# DIY Frozen Food



## DZinck (Aug 18, 2010)

DIY FROZEN FOOD

Alright since I started this thread I`ve found a couple more recipes.

This one is ideal for loaches, website has a great description and pictures.
http://www.loaches.com/articles/home-cooking-your-own-frozen-fishfood

This one was created with cichlids in mind.
http://www.aquariumlife.net/projects/diy-fish-food/112.asp


----------



## pat3612 (Jan 29, 2008)

The only thing I would be lerry of is the v8 because of the salt content.


----------



## Philip.Chan.92 (Apr 25, 2010)

DZinck said:


> Im definitely going to do this soon. Price of bloodworms kills me!
> 
> http://www.loaches.com/articles/home-cooking-your-own-frozen-fishfood


Sounds like a great idea, keep us posted!


----------



## Merman (Nov 23, 2009)

*Serve Cold over Rice*

...your christmas guests will love it...lol.

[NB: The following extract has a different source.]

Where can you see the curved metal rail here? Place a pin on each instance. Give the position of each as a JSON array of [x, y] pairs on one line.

It's a variation on a recipe I use for my angelfish but I don't cook mine. This would sound about right for loaches. I think the banana and V8 are probably a good idea.

I use:

2 large bags of uncooked/frozen med. size shrimp (remove shells)
2 beef heart (approx 3 to 4 lbs - remove fat/veins)
2 bags of fresh spinach (boil briefly/about 1 1/2 mins./drain)
1 cup of krill (pre process to consistency of powder w some sm chunks)
2 large cloves of garlic (pre process)
1 cup of TetraMin Staple food
1 pack of gelatin (prepare as instructions on packet)

My recipe is much more expensive and the main cost comes from the krill and shrimp. I like the loach recipe and may try it in the future - far less expensive using the liver and white fish.

It's amazing how you can get fish to eat spinach and banana when combined with things they really like such as krill and beef. The gelatin does a great job in holding the food together.

It may take a little while for your fish to get used to it but they will. I was amazed at the great coloration in my fish after feeding this for a while.

Home made foods are definitely worth the effort. You wonder how your fish got by before you started using it.


----------